Support opening hours: Monday to Friday 9am-6pm (France time)

Target response time: 24-48 hours for acknowledgement, 5-10 days for resolution depending on complexity.

The Publisher, as an early-stage organisation, ensures GDPR compliance through the following measures:

a) Regular internal review of data processing and its compliance with the GDPR;

b) Application of security updates for the dependencies and infrastructure used;

c) Use of certified providers (Firebase / Google Cloud) incorporating their own security protocols and audits;

d) Monitoring of applicable legal obligations and adapting practices accordingly.

The Publisher undertakes to progressively strengthen these arrangements (external audits, penetration tests) as the organisation develops, and cooperates fully with the CNIL or any competent supervisory authority upon request.

These Terms of Use enter into force from their publication on the Application (date: 03/04/2026) and remain in force indefinitely until formal revocation or modification.

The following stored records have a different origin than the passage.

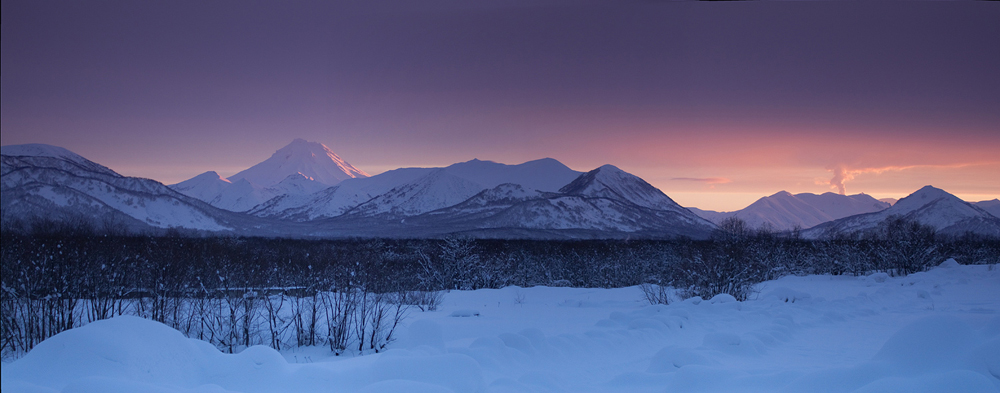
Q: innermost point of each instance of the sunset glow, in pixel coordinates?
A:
(715, 106)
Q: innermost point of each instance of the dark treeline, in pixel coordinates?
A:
(350, 294)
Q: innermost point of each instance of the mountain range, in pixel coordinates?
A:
(306, 190)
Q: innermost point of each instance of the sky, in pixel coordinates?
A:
(716, 104)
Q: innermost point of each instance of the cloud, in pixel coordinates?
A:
(706, 180)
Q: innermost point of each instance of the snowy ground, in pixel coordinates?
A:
(937, 331)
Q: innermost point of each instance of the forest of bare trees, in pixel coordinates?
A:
(351, 295)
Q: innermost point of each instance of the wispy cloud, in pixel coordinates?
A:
(706, 180)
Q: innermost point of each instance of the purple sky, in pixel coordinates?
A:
(717, 104)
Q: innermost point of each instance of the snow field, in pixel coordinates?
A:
(936, 331)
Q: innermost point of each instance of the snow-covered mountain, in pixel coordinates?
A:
(784, 211)
(298, 169)
(42, 181)
(605, 202)
(412, 191)
(930, 206)
(312, 159)
(992, 206)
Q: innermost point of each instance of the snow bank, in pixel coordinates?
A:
(937, 331)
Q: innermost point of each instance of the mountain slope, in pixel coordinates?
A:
(475, 176)
(930, 206)
(66, 186)
(312, 159)
(991, 206)
(599, 204)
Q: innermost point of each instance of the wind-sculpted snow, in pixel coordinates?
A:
(937, 331)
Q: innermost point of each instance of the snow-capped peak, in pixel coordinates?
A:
(311, 159)
(44, 151)
(40, 150)
(608, 181)
(920, 198)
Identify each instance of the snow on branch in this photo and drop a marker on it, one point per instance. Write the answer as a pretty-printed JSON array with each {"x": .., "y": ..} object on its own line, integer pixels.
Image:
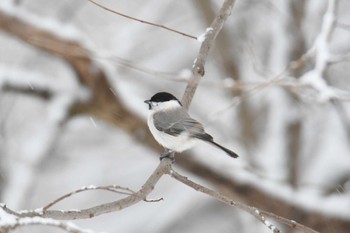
[
  {"x": 9, "y": 222},
  {"x": 207, "y": 43},
  {"x": 164, "y": 167}
]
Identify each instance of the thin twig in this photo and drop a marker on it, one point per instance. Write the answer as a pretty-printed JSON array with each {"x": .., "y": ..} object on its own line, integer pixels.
[
  {"x": 68, "y": 227},
  {"x": 143, "y": 21},
  {"x": 208, "y": 42},
  {"x": 111, "y": 188},
  {"x": 257, "y": 213}
]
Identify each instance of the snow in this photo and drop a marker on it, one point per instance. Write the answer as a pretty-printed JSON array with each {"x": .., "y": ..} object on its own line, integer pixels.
[
  {"x": 203, "y": 36},
  {"x": 43, "y": 157}
]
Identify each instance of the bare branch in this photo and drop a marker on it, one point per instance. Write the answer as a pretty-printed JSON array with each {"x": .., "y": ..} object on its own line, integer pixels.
[
  {"x": 68, "y": 227},
  {"x": 118, "y": 205},
  {"x": 143, "y": 21},
  {"x": 208, "y": 42},
  {"x": 257, "y": 213},
  {"x": 111, "y": 188}
]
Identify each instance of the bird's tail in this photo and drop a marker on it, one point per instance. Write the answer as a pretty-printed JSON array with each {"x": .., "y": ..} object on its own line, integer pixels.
[
  {"x": 208, "y": 138},
  {"x": 229, "y": 152}
]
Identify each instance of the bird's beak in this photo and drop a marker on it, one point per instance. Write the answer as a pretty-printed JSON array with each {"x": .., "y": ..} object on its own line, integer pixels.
[{"x": 149, "y": 104}]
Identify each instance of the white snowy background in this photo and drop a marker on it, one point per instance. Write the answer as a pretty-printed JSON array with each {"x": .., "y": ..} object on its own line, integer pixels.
[{"x": 40, "y": 159}]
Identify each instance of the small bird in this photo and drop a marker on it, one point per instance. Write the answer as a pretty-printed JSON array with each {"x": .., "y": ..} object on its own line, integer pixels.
[{"x": 174, "y": 128}]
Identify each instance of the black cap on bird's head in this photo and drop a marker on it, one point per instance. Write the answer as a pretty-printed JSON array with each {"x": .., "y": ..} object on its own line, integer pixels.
[{"x": 161, "y": 97}]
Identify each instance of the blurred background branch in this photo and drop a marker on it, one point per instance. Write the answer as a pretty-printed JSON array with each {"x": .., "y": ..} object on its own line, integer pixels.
[{"x": 280, "y": 134}]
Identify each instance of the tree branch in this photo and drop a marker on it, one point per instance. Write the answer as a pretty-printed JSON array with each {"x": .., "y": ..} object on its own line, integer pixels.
[
  {"x": 208, "y": 42},
  {"x": 143, "y": 21}
]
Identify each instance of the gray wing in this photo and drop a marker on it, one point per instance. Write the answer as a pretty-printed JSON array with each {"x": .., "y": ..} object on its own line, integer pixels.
[{"x": 178, "y": 121}]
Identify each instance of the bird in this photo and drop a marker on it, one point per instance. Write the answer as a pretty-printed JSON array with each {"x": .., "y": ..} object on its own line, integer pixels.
[{"x": 173, "y": 128}]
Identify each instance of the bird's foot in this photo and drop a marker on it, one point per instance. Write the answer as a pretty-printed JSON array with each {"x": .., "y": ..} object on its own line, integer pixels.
[{"x": 167, "y": 154}]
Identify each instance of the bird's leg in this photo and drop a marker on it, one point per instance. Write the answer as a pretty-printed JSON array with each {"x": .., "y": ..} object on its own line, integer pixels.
[{"x": 167, "y": 154}]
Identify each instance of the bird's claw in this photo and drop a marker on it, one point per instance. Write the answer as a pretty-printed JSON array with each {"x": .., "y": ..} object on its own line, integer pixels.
[{"x": 167, "y": 154}]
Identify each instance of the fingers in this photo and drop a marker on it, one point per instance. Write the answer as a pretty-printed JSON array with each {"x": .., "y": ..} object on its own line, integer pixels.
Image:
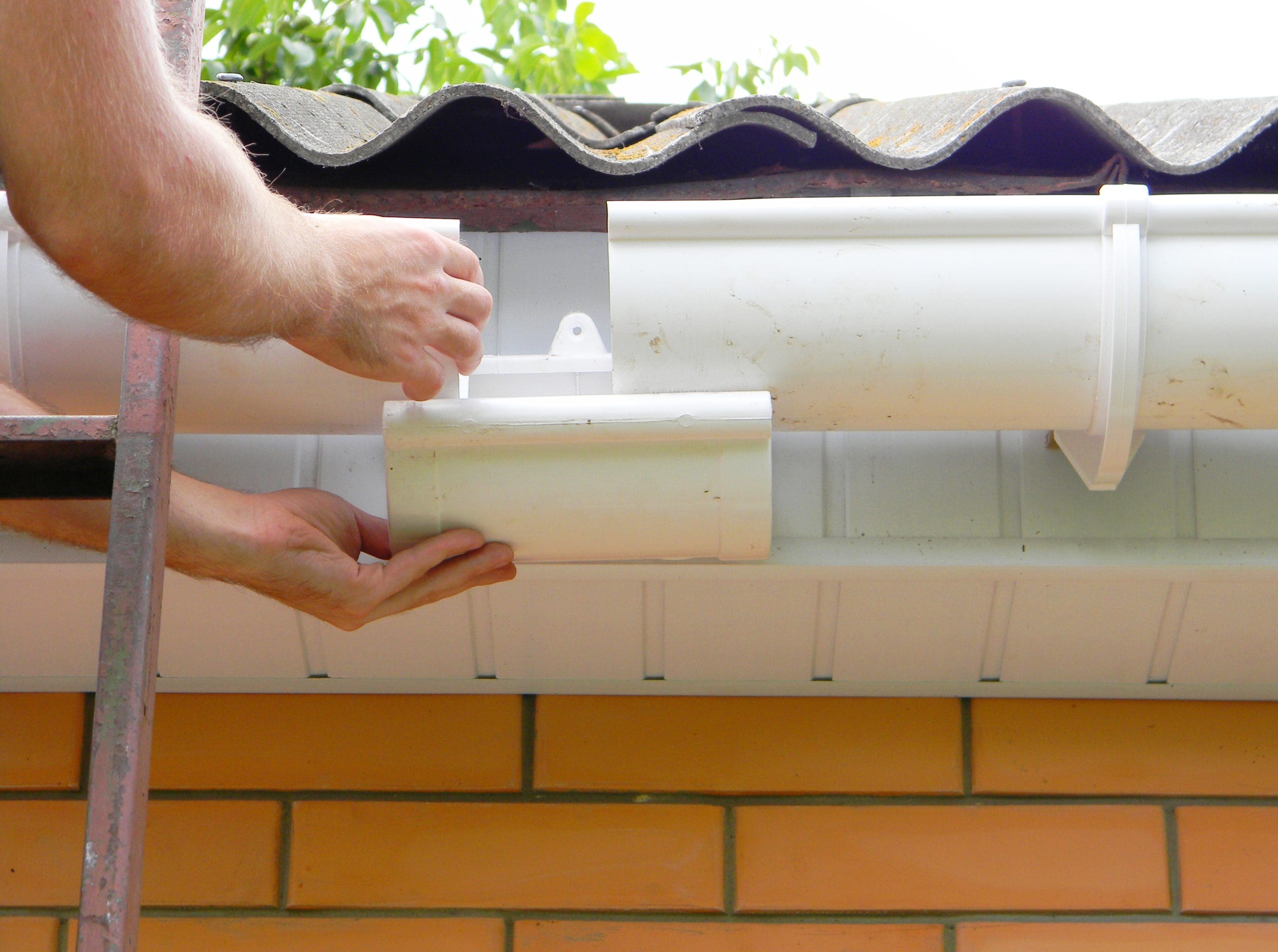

They apply to any new User creating an account after this date, as well as to all existing Users under article 7.1 above.

The Publisher acknowledges its status as a provider of digital services and agrees to submit to:

a) The present and future regulations of the European Commission regarding AI (Digital Services Act, AI Act);

b) The transparency and accountability standards imposed on providers of digital services;

c) The inspections and investigations of the CNIL or any competent authority;

d) Any injunctions to block or modify the service decided by a judicial or administrative authority.

The Publisher undertakes to publish an annual transparency report setting out:

- Number of accounts created and account deletions;

- Number of GDPR access/deletion/modification requests received;

- Number of data breaches reported;

- Number of requests for personal data from authorities;

- Effectiveness of the content-filtering measures.